Pourtant, la réalité cruelle du XXe siècle ne laisse guère place au sentiment poétique, la fiction devient alors vecteur pour dire l’indicible, celle d’Auschwitz puis de l’oppression militaire respectivement dans Les Lettres qui ne sont jamais arrivées et El Bataraz de Mauricio Rosencof (chez Folies d’encre), celle du pillage d’un continent dans Les Veines ouvertes de l’Amérique latine d’Eduardo Galaeno (Pocket, collection Terre humaine), ou celle de l’impossibilité à être dans Le Roman lumineux (Noir sur Blanc) de l’inclassable Mario Levrero. Toujours en toile de fond, la désillusion mène dorénavant à la nécessité d’interroger, tout autant sa propre identité que celle, plus globale, de la société dont le passé douloureux ne se fait pas oublier, dont l’avenir incertain ne rime pas vraiment avec promesse de lendemains qui chantent. Chacun dans sa catégorie, les écrivains nés durant la seconde moitié du siècle questionnent inlassablement, quitte à se montrer dérangeants. C’est ainsi que Tomás de Mattos (1747-2016) revient en 1988 dans ¡Bernabé, Bernabé ! sur le massacre de Salsipuedes (1831), point d’orgue de la lutte armée menée par Bernarbé Rivera contre les Charrúas, peuple aujourd’hui éteint dont le souvenir ne hante que le mémorial qui leur a été dédié au cœur de la capitale uruguayenne. Quant à lui, Carlos Liscano utilisera sa propre histoire tragique comme terreau fertile d’une œuvre incroyablement talentueuse. Condamné à treize années de prison (1972-1985) pour son appartenance au mouvement Tupamaros, c’est au pénitencier qu’il commencera à écrire pour survivre à l’ennui à la solitude hautement mortifères. Ses textes ont été réédités par les éditions Belfond – Le Lecteur inconstant, Souvenirs de la guerre récente, L’Écrivain et l’autre – et méritent largement que l’on s’en empare. Dans une logique somme toute très littéraire, après son interminable emprisonnement et quelques années d’exil, il trouvera refuge au sein de la Bibliothèque Nationale dont il deviendra le conservateur en titre.

Critique et enseignant, Juan Carlos Mondragón a été salué pour son travail sur différents écrivains – dont Lautréamont et Onetti – mais a franchi la barrière en faisant à son tour acte de création. Intelligents et subtils, ses livres lui ressemblent, savent se concentrer sur un destin individuel pour lui trouver un écho universel (Le sous-marin Peral, Passion et oubli d’Anastassia Lizavetta, Bruxelles piano-bar, chez Seuil).
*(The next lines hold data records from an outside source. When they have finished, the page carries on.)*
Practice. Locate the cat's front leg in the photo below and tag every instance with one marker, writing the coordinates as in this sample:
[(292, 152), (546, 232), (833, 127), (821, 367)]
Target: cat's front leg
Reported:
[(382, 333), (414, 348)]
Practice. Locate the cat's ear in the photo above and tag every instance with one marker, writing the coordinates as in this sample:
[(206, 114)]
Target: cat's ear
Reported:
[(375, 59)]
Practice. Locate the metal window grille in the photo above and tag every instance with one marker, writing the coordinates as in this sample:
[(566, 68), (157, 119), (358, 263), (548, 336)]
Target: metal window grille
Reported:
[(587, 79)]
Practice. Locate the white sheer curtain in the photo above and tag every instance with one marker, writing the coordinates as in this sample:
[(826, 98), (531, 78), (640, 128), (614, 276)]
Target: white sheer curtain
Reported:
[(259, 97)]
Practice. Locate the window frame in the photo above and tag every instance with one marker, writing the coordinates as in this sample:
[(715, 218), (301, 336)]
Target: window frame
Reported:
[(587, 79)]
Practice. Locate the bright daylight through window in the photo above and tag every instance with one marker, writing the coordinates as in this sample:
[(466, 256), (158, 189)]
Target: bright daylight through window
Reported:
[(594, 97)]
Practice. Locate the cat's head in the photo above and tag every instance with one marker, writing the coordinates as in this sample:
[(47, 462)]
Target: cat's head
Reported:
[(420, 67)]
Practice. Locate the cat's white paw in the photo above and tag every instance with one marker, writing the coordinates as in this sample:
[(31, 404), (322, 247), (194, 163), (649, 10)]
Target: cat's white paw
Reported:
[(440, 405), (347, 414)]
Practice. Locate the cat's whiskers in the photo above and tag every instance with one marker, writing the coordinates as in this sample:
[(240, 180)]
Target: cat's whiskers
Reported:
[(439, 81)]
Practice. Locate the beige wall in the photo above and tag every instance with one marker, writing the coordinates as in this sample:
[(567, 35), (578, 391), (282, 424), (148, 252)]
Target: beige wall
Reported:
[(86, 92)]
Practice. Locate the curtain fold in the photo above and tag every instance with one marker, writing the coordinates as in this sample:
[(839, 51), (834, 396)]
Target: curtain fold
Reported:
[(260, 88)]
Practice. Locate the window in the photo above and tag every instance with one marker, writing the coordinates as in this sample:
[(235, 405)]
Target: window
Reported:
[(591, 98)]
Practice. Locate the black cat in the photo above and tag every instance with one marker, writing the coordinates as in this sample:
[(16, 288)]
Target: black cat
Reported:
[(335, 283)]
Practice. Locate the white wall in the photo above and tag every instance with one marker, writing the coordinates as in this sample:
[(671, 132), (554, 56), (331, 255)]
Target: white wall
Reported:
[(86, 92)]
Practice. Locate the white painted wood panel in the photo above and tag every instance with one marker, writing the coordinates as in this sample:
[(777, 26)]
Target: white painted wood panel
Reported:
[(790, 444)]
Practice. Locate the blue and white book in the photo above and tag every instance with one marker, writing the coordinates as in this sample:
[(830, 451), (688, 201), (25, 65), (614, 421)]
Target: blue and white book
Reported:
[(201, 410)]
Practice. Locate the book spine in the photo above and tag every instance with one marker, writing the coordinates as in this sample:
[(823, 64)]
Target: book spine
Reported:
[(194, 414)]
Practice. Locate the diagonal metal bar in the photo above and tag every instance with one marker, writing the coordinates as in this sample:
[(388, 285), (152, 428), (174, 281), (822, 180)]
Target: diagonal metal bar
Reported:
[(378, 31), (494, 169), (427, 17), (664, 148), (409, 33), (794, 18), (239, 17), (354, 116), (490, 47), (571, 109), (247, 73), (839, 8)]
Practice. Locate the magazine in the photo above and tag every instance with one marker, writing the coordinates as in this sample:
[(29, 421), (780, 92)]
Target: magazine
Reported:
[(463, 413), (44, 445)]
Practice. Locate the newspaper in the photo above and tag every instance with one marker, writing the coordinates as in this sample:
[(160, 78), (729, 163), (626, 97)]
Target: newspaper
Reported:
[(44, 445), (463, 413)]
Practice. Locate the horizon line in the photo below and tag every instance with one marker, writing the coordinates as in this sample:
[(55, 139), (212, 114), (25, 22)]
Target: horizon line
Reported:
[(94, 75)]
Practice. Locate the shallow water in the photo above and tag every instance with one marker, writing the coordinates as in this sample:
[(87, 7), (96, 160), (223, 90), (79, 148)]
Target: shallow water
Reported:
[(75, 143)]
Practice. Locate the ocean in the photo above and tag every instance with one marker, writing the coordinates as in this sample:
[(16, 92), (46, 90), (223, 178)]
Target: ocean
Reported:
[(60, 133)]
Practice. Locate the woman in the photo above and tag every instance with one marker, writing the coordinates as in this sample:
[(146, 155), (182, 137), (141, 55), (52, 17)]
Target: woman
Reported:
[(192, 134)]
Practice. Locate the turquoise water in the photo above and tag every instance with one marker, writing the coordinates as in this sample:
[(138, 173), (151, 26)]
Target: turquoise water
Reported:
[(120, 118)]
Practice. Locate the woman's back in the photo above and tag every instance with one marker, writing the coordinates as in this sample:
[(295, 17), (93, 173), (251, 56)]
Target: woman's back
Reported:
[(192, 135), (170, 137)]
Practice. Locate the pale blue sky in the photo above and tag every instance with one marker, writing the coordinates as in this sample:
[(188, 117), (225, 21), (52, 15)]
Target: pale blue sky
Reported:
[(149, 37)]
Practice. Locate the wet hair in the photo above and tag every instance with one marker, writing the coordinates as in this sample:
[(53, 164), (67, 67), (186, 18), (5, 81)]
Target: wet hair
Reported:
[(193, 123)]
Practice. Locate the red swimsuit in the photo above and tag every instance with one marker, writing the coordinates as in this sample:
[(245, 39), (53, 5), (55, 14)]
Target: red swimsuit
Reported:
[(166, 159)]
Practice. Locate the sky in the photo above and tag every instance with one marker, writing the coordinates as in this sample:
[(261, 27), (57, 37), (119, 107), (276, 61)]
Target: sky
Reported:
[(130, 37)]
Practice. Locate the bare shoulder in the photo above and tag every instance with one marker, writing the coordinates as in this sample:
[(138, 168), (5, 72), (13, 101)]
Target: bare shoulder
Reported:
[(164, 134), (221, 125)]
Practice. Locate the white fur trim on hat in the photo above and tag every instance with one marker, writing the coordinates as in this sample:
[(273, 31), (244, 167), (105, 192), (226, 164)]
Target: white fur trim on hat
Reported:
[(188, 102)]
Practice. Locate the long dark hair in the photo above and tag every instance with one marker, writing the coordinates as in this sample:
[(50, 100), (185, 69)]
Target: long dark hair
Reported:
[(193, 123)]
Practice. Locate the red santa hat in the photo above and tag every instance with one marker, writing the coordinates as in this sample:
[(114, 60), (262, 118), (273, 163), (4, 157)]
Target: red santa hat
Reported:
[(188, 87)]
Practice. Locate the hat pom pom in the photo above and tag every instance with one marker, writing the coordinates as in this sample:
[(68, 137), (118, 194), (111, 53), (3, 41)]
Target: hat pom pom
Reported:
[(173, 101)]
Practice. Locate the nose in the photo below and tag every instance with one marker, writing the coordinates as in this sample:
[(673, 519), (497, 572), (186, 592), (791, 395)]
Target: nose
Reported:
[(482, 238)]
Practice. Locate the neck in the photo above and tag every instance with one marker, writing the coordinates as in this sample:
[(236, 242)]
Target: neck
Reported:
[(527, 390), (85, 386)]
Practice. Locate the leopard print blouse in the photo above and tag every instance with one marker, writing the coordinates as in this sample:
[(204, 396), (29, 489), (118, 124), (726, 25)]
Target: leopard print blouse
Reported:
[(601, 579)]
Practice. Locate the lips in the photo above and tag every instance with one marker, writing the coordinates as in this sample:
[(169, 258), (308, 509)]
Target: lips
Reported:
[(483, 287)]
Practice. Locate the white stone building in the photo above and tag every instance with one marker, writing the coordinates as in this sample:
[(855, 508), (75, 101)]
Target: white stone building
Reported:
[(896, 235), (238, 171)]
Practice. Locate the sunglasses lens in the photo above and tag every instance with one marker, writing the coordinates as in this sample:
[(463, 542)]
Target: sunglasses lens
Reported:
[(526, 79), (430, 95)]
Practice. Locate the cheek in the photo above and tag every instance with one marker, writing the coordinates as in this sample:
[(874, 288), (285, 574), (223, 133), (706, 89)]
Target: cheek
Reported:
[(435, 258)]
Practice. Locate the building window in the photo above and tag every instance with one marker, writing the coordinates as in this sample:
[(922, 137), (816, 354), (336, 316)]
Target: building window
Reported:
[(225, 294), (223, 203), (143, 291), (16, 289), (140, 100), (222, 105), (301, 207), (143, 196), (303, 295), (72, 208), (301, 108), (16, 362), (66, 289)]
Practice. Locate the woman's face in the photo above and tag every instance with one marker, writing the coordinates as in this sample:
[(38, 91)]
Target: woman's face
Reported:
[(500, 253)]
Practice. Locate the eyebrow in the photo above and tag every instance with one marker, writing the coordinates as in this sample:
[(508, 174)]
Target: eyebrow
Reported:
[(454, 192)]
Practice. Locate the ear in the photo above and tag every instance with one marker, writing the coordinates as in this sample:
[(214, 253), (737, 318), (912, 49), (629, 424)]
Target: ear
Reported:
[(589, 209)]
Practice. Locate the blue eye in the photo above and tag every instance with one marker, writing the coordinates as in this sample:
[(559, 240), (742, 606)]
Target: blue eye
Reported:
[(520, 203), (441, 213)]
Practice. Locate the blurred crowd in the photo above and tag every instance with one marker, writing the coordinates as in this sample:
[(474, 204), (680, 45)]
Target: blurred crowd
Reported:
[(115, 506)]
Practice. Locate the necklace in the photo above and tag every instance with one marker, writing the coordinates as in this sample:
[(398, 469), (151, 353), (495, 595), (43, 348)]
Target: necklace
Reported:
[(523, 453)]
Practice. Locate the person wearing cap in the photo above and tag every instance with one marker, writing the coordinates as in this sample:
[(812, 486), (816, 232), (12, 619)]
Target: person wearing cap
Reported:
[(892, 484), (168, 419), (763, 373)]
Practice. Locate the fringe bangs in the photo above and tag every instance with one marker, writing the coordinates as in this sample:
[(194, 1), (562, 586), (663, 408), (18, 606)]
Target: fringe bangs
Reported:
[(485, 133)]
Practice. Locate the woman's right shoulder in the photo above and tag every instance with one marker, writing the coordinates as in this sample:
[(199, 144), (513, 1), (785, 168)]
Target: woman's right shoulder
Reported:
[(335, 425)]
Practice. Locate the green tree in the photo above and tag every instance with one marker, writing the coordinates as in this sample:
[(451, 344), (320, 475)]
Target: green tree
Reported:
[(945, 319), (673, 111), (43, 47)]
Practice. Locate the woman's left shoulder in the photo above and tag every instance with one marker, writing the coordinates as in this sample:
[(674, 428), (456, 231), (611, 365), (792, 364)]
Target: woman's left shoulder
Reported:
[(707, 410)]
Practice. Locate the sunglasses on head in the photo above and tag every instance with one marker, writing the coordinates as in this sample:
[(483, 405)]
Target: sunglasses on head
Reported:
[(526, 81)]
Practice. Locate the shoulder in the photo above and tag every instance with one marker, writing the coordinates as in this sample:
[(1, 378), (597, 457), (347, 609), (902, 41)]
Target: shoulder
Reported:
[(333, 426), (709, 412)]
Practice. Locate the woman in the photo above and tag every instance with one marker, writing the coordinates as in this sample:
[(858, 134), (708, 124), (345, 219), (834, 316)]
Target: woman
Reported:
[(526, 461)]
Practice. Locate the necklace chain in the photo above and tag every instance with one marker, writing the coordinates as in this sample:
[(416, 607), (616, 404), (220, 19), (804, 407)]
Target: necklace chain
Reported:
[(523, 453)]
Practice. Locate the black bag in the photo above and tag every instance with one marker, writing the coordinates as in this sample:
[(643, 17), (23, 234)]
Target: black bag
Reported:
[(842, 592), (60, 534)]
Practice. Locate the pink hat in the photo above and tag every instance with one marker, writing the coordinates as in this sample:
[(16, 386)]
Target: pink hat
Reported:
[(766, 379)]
De la même manière, Carmen de Posadas se jouera des focales et s’offrira même un grand écart, délaissant la littérature jeunesse au profit du roman adulte, parfois très noir. Fort bien représentée dans le catalogue Seuil, elle offre un regard acerbe, pour ne pas dire cynique, qui ne laisse pas indifférent, égratignant par exemple la classe aisée dans Cinq mouches bleues, triturant les jalousies mesquines dans Petites infamies, et confirmant son goût des secrets inavouables dans Le Témoin invisible. Sa férocité résonne peut-être avec celle de Felipe Polleri, qui se laisse découvrir aux éditions Christophe Lucquin (L’Ange gardien de Montevideo, Baudelaire, Allemagne ! Allemagne !), ou avec celle de Rafael Courtoisie qui dissèque à loisir le corps et ses errances – trafic d’organes et chirurgie plastique lourde compris – dans Le Roman du corps (éditions L’Atanoir). Pour sa part, ce sont ses personnages que Pablo Casacuberta aime à examiner sous toutes leurs coutures, les confrontant à des situations certes banales mais cependant inextricables : le rapport au père dans Scipion, la fin de l’adolescence dans Ici et maintenant, la décrépitude dans Une santé de fer. Poursuivant dans cette voie, la nouvelle génération continue de brandir un troublant miroir, usant pour cela de biais inédits : l’autofiction chez le dramaturge Sergio Blanco (La Colère de Narcisse chez Actualités éditions), le mystère chez l’auteure jeune public Cécilia Curbelo (La Décision de Camille ou La Quête de Lucia aux éditions Des Nouvelles d’ailleurs), la science-fiction chez Fernanda Trías (Crasse rose, Actes Sud).